Effects of olanzapine and aripiprazole on lipolysis in healthy human subcutaneous adipocytes during short incubations

Abstract

[Introduction]: Second-generation Antipsychotics (SGAs) have become the treatment of choice over the typical antipsychotics as they provide excellent efficacy and fewer extrapyramidal symptoms. However, the compliance of the patients to SGAs is negatively affected by their ability to induce or aggravate metabolic syndrome, namely, weight gain, insulin resistance, and Type 2 Diabetes. The exact underlying mechanism of metabolic effects of SGAs is not fully elucidated and it is assumed to be at least partially due to their effect on central nervous system. However, whether SGAs have a direct effect on insulin action in the tissues is still to be elucidated. The effect of SGAs on body metabolism varies and we have chosen two drugs, Olanzapine and Aripiprazole, which are associated with high and low risk of metabolic side-effects, respectively. Our research is focused on studying the effect of both SGAs on insulin resistance in human adipose tissue. Aside from lipid storage function, adipose tissue has been recognised, as an endocrine organ, producing hormones, such as adiponectin and leptin, indispensable for energy homeostasis. The set of experiments performed as a part of this study includes measuring the effect of Olanzapine and Aripiprazole on the lipolysis in human isolated adipocytes.

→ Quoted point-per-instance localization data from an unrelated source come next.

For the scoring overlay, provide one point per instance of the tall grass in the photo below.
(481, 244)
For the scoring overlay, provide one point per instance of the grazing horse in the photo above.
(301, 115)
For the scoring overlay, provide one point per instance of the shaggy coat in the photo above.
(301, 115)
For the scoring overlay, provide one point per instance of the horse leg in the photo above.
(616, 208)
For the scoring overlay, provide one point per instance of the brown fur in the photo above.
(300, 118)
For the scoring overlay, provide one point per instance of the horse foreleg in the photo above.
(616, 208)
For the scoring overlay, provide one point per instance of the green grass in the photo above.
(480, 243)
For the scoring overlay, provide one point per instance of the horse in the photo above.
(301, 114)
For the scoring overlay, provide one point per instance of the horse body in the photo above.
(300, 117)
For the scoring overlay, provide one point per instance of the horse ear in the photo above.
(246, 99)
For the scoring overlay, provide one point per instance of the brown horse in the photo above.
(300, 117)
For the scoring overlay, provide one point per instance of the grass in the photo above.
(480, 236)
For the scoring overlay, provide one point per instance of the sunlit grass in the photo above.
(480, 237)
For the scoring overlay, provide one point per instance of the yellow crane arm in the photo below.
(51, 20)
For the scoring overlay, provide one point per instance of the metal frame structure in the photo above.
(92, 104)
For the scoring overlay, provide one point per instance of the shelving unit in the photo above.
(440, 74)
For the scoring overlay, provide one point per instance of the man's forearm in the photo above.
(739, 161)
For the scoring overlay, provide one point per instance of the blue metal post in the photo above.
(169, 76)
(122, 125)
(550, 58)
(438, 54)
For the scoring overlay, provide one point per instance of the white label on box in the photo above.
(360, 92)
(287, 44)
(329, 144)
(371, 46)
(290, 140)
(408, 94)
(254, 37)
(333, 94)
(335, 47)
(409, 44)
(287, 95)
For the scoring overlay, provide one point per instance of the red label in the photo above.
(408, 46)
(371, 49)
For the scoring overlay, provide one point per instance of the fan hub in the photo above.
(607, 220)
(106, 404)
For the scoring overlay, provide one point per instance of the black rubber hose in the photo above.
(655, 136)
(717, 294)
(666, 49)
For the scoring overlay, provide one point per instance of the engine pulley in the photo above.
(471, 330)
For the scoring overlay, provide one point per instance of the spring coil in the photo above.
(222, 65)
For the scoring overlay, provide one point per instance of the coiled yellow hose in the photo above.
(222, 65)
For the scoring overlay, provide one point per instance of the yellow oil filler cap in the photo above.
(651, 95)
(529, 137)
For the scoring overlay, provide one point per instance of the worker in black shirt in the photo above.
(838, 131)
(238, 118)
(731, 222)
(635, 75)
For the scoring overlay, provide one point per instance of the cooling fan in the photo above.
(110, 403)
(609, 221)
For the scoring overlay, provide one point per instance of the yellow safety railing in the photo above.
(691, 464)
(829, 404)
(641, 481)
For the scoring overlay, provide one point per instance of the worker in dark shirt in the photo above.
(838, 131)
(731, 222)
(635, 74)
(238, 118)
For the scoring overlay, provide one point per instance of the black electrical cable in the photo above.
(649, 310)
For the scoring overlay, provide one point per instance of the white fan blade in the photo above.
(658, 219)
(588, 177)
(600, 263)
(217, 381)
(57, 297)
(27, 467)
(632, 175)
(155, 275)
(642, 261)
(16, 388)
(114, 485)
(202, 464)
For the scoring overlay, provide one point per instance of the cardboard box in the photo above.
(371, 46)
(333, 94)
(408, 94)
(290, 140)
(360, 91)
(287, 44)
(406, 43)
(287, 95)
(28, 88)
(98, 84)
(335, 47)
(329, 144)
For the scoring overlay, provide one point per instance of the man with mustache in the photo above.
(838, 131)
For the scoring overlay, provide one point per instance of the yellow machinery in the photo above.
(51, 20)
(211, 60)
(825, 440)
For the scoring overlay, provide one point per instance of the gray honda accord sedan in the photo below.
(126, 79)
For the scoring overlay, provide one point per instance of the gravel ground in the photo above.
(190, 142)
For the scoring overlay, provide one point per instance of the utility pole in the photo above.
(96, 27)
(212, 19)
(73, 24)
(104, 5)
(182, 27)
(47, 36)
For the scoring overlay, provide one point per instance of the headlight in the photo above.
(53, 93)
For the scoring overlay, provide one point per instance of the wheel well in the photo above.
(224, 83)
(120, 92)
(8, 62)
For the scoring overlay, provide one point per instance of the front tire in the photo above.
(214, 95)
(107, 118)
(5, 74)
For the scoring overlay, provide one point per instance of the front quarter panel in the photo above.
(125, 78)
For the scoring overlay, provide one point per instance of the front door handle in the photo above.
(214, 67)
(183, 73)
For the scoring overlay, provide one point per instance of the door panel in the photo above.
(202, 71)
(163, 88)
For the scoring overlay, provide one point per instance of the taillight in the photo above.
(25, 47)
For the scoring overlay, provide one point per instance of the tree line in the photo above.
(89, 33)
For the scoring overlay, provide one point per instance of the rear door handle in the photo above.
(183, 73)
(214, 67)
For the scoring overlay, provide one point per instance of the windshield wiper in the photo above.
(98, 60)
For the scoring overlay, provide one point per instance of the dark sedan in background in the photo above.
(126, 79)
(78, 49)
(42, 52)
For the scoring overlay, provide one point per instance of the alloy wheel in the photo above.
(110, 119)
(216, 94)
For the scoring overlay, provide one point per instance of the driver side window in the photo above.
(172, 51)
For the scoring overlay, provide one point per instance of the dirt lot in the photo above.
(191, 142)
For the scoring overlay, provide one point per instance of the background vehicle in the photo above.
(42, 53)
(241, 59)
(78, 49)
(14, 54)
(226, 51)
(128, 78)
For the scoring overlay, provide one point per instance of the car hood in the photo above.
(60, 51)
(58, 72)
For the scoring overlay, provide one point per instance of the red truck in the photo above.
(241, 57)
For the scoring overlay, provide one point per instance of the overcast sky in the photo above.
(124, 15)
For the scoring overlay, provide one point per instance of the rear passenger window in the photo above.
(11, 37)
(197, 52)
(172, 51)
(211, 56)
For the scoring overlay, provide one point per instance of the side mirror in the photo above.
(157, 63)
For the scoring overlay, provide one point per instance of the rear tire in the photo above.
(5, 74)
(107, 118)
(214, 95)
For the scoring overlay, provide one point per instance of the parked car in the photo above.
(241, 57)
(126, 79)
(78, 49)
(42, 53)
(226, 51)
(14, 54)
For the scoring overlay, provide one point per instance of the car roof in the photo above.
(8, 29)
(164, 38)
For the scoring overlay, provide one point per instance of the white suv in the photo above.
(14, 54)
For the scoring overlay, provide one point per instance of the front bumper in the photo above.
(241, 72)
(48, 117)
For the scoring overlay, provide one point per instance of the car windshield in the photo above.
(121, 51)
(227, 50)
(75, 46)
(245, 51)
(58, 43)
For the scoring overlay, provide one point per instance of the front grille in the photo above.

[Methods]: Biopsies of subcutaneous adipose tissue (SAT) were collected from 6 patients (3 men, 3 women; age: 20-76 years; BMI: 20.9-34.5 kg/m2). Subjects were free of antidepressants or antipsychotics treatment. At the moment, only the effect of Olanzapine has been tested and measured, the experiments with Aripiprazole are in progress. A 6% adipocyte suspension was incubated with olanzapine (0.004, 0.04, 0.1, 0.2, 2 and 20 μM) or aripiprazole (0.02, 0.2, 0.5, 1, 10 and 100 μM). This was followed by 10 minutes incubation with 4 concentrations of insulin (0.1 μU; 1.0 μU; 10 μU; 100 μU) and then incubated with 0.5 μM ß-adrenergic receptor agonist, Isopretenerol, for 1h 50 min. ß-adrenergic stimulation activates hormone-sensitive lipase (HSL) enzyme via cAMP-dependent pathway. HSL, in turn, hydrolyses tritriacylglycerol (TAG), diacylglycerol (DAG) or monoacylglycerol (MAG) molecules producing free fatty acids and glycerol. The supernatant was then collected and used for glycerol measurement.

[Results]: Short incubations of adipocytes with therapeutic concentrations of Olanzapine show no effect in lipolysis. The highest concentration of the drug hints at a reduced rate of lipolysis in adipocytes by more than 50% for each insulin concentration (p<0.0001) and in control conditions (p<0.01).

[Conclusions]: Therefore, it seems that short-term incubation of adipocytes with 20 μM Olanzapine reduces the rate of lipolysis, while the therapeutic concentrations do not seem to alter lipolysis in adipocytes.